Mauro Peter muss als sein Sohn den Wandel von Krankheit zu liebesfixierter Unternehmungswut gestalten; letzteres gelingt besser als die Klage, weil Stück und Regie da auch mehr Raum lassen. Ohne Truffaldino würde er sofort scheitern. Spaßfreudig, jedem Heroismus abgeneigt, aber durch List rettend, wenn die Gefahr einmal nicht vermieden werden konnte: Diese aus der Commedia dell’Arte übernommene Dienerfigur ist eine dankbare Rolle, und Aaron Pegram weiß das ganze Spektrum von Albernheit über Mut bis zur Gier zu zeigen.

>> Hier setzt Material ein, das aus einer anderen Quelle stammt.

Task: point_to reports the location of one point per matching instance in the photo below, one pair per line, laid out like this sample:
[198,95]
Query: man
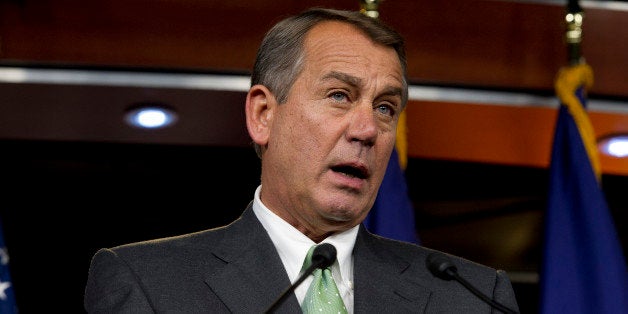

Überhaupt treten Typen aus der Commedia dell’Arte auf: Tilmann Rönnebeck gibt einen tiefschwarzen Teufel Farfarello, und Georgina Fürstenberg überzeugt als intrigante Dienerin Smeraldina, Alexandros Stavrakakis nimmt man den mächtigen Zauberer Tschelio ab; die weiblichen Widerparte auf der Zauber- wie auf der Hofebene bleiben weniger im Gedächtnis.

In Dresden hört man eine deutsche Übersetzung von Werner Hintze, die in manchen Passagen drastischer ist als die über den Musikverlag Breitkopf und Härtel publizierte Version. Was richtiger ist, lässt sich ohne Russischkenntnisse nicht beurteilen. Jahrmarktsnäher ist Hintze. Bei den Akzenten von Musik und Text gibt es keinen groben Schnitzer, aber ganz passt es nicht. Vermutlich sollte man russische Opern Russisch singen. Gleichwohl, ein Besuch der Inszenierung lohnt.